After selecting an EC2 accelerated compute purchase option, configure your Amazon EKS cluster to use the capacity. Amazon EKS provides three provisioning methods, each with a different balance of control and automation:

  • Amazon EKS Auto Mode: AWS-managed compute that automatically provisions, scales, and patches nodes. Uses built-in Karpenter for provisioning and Bottlerocket operating system with NVIDIA drivers and device plugins included. Best when you want managed infrastructure with minimal operational overhead. Supports both static and dynamic capacity provisioning.

  • Karpenter (self-managed): Open source upstream project that you install and operate in your Amazon EKS cluster. Provides the same provisioning model as EKS Auto Mode and you have full control over operating system, AMIs, kernel tuning, and node lifecycle. Best for platform teams with requirements that EKS Auto Mode doesn’t provide out-of-the-box.

  • Node groups (managed and self-managed): Backed by EC2 Auto Scaling Groups (ASG), capacity is defined upfront through an EC2 launch template. Best for platform teams with existing EKS managed or self-managed node groups, and training workloads with predictable sizing with a known, static accelerated compute footprint.

The pages below cover each provisioning option in detail.

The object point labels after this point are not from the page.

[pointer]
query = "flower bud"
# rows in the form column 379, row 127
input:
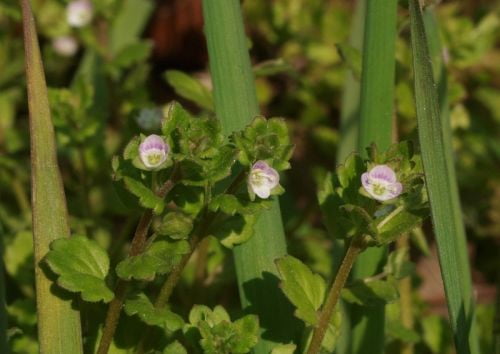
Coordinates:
column 153, row 151
column 381, row 183
column 79, row 13
column 263, row 179
column 65, row 46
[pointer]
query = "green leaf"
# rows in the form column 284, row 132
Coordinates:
column 176, row 117
column 264, row 139
column 219, row 335
column 159, row 258
column 175, row 348
column 141, row 306
column 234, row 230
column 147, row 198
column 176, row 225
column 437, row 157
column 398, row 222
column 397, row 331
column 303, row 288
column 238, row 204
column 232, row 78
column 82, row 266
column 371, row 292
column 272, row 67
column 397, row 264
column 284, row 349
column 190, row 88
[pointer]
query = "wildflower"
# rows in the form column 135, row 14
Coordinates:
column 153, row 151
column 381, row 183
column 79, row 13
column 65, row 45
column 263, row 179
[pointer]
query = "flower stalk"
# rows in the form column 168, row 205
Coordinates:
column 357, row 245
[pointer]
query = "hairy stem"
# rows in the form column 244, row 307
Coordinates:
column 405, row 299
column 137, row 247
column 325, row 316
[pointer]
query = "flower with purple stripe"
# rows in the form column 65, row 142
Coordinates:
column 153, row 151
column 262, row 179
column 381, row 183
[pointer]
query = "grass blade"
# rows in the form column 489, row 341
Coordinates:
column 235, row 105
column 58, row 323
column 434, row 135
column 376, row 111
column 349, row 128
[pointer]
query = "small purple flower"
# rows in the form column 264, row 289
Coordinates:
column 79, row 13
column 153, row 151
column 381, row 183
column 65, row 45
column 263, row 179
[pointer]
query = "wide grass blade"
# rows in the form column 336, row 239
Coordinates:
column 58, row 323
column 376, row 112
column 236, row 104
column 349, row 130
column 437, row 157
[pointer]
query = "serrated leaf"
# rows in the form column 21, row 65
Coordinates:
column 398, row 223
column 176, row 225
column 264, row 140
column 397, row 331
column 190, row 88
column 371, row 293
column 304, row 289
column 140, row 305
column 235, row 229
column 175, row 348
column 82, row 266
column 218, row 334
column 159, row 258
column 147, row 198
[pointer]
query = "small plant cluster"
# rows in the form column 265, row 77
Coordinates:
column 193, row 184
column 368, row 203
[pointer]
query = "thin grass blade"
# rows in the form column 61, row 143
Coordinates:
column 376, row 113
column 437, row 157
column 58, row 322
column 236, row 104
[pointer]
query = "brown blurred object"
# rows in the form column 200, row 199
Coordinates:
column 176, row 29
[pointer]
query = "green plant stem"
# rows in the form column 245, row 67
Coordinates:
column 437, row 158
column 333, row 296
column 59, row 329
column 376, row 122
column 236, row 105
column 137, row 247
column 405, row 299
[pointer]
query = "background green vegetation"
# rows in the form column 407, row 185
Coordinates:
column 302, row 60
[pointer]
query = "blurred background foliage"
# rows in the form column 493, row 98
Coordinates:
column 136, row 55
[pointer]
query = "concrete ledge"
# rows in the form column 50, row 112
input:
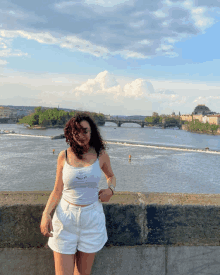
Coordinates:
column 149, row 233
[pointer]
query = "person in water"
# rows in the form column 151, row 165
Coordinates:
column 78, row 228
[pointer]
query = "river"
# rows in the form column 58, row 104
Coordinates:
column 162, row 160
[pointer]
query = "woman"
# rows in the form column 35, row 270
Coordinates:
column 78, row 225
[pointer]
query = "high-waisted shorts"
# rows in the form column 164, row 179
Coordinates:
column 78, row 228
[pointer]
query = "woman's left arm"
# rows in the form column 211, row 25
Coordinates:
column 105, row 194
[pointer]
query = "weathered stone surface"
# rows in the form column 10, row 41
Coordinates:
column 131, row 219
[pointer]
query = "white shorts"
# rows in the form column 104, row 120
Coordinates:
column 78, row 228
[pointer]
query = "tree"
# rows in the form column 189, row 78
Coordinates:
column 155, row 114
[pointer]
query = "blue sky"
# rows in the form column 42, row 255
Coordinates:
column 120, row 57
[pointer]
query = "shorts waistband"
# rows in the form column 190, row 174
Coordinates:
column 82, row 209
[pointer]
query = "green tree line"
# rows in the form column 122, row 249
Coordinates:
column 197, row 126
column 52, row 117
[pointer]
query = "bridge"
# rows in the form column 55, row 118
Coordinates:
column 144, row 123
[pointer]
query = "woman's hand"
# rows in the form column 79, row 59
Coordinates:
column 105, row 195
column 45, row 223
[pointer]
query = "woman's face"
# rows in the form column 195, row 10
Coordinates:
column 83, row 137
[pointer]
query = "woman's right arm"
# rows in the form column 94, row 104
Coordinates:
column 54, row 197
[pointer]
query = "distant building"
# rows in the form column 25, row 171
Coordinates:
column 7, row 112
column 203, row 114
column 201, row 109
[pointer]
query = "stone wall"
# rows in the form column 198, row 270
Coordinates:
column 140, row 226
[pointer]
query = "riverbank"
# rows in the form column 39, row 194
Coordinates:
column 185, row 128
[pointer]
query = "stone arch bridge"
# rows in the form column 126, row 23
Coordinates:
column 144, row 123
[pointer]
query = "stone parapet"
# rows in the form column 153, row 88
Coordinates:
column 142, row 223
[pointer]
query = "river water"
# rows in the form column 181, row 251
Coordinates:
column 162, row 160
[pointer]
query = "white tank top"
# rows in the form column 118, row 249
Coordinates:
column 81, row 183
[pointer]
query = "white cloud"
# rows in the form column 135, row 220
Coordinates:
column 3, row 62
column 107, row 93
column 132, row 28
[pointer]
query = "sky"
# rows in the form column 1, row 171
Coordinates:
column 118, row 57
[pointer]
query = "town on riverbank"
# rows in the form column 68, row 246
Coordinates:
column 202, row 120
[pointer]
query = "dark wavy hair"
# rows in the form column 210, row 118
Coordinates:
column 73, row 127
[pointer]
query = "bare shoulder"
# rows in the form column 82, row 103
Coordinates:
column 103, row 158
column 61, row 158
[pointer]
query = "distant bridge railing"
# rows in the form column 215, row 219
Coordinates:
column 142, row 123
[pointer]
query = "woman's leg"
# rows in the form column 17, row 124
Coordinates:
column 64, row 263
column 83, row 263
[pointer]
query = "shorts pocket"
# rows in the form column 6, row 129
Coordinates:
column 62, row 211
column 99, row 208
column 57, row 224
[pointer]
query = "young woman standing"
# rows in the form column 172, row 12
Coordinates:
column 78, row 230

Mixed strategy: combine purchase options

It’s common to combine multiple capacity purchase options within a single Amazon EKS cluster. This approach optimizes cost, availability, and reliability simultaneously by routing different workloads to the most appropriate capacity source. Customers implement this hybrid strategy using any of the three EKS compute management approaches (EKS Auto Mode, Karpenter, or Node Groups) or combine them within the same cluster.

EKS Auto Mode and Karpenter always provision reserved capacity (ODCRs and Capacity Blocks) first, followed by Spot or On-Demand. You can couple this instance provisioning priority with scheduling your critical workloads on guaranteed capacity, while scheduling flexible workloads on Spot or On-Demand instances. You control workload routing through Kubernetes-native scheduling primitives: nodeSelector targets a specific capacity type, taints and tolerations isolate NVIDIA GPU or AWS Trainium nodes, and topologySpreadConstraints distribute workloads across Availability Zones for high availability.

A well-designed Amazon EKS cluster organizes accelerated compute NodePools or node groups into two categories, Reserved and Burst, each aligned to the workload patterns best suited for the capacity strategy. An example is described below.

Reserved (Guaranteed Capacity)

A gpu-reserved NodePool or node group runs production inference and scheduled large-scale training on reserved capacity (ODCRs and Capacity Blocks), ensuring guaranteed availability for SLA-bound services and planned compute-intensive jobs. This NodePool or node group serves real-time inference endpoints, production model serving, business-critical applications requiring always-on GPU availability with predictable performance, planned distributed training, large-scale fine-tuning experiments, time-bound research projects, and any workload where you know the start time and duration in advance.

Burst (Elastic Capacity)

A gpu-burst NodePool or node group runs experimentation, ad hoc workloads, and batch processing using Spot instances as the primary capacity type with On-Demand fallback, maximizing cost savings for fault-tolerant workloads while ensuring capacity when Spot is unavailable. This NodePool or node group serves batch offline inference, data preprocessing pipelines, model evaluation jobs, development and prototyping, unpredictable inference scaling, short-lived debugging sessions, and any workload that implements checkpointing and can handle Spot interruptions or that doesn’t justify a reservation but cannot wait for reserved windows. Workloads on this NodePool or node group implement checkpointing and graceful shutdown to handle node loss within the 2-minute Spot interruption window.

The desired capacity type for workloads is specified using nodeSelector: karpenter.sh/capacity-type: spot (or on-demand, reserved), and weight-based provisioning ensures the cluster scales efficiently across all capacity pools. This architecture gives teams the flexibility to run diverse AI/ML workloads, from experimental notebooks to production inference, within a single EKS cluster while optimizing cost.